Click here to browse through all of S&P Dow Jones’ 206 municipal market indices.
The Summer Thinking List for 2016 is out and is already my all-time most viewed post. If you haven’t gotten started on it yet, you still have plenty of summer left! There are separate versions for advisors and investors.
The Bottom Line
In addition to my concern about being cautious about investing in the most liquid parts of the muni market, I stand by my closing thoughts from last week’s Catchup:
Check Your Calls: Older callable bonds that are valued at a premium are at an increased risk of being called away–just as the reinvestment options have become less attractive. This doesn’t mean that you should sell callable bond holdings, but it does mean that you should only add additional callable premium bonds after evaluating the concentration of call risk in your portfolio. It would also be sensible to evaluate what you would do if your callable bonds were called at their next call date.

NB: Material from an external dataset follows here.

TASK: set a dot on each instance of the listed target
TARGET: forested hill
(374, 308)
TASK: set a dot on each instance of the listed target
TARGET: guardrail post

Beware the Coupon: While the 5% coupon has been the favored structure for issuers (and institutional investors) for many years, the relentless decline in rates means that dollar prices have also marched higher and higher to the point that in many cases they have gotten uncomfortably high even for some professional investors. Favoring par bonds now may not be a prudent move for investors, though, because of the potential exposure to the unfavorable tax treatment on market discount should rates move higher. Except for a small exclusion, the market discount realized on the sale of municipal bonds is subject to taxation at the holder’s ordinary income tax rate–not the capital gains rate. So if rates move higher and today’s par bonds are sold at a discount in the future, subsequent bidders will lower their bid prices to make up for the more onerous taxation of the market discount that would have to be paid by the subsequent holder. If you are a buyer, beware of the coupon rate (and the dollar price) on new purchases. Continue to favor premium bonds–to reduce the risk of bonds moving to a discount if rates move higher.
Pay Attention to Duration: As uncertainty clears and some of the recent flows into bonds reverses, higher duration bonds and indices will be expected to underperform the rest of the bond market. So while it may be tempting to put new money to work where performance has been the strongest (in long-duration bonds, funds or ETFs), we all know that past performance is not an indicator of future returns. When the market turns, duration will be the total return investor’s foe. Unless you are an active total-return investor prepared to react quickly to market changes, new money should be put to work in line with the long-term goals as defined by your investment policy statement.
Thanks for reading! Let me know if you have any questions and have a great week.
This is not investment advice. The opinions expressed and the information contained herein are based on sources believed to be reliable, but accuracy or appropriateness is not guaranteed. Past performance is interesting but is not a guarantee of future results. Investments in bonds are subject to gains/losses based on the level of interest rates, market conditions and credit quality of the issuer. Indices are not available for direct investment, although in some cases, there may be ETFs available designed to track some of the indices shown. The author does not provide investment, tax, legal or accounting advice. Investors should consult with their own advisor and fully understand their own situation when considering changes to their strategy, tactics or individual investments. Additional information available upon request.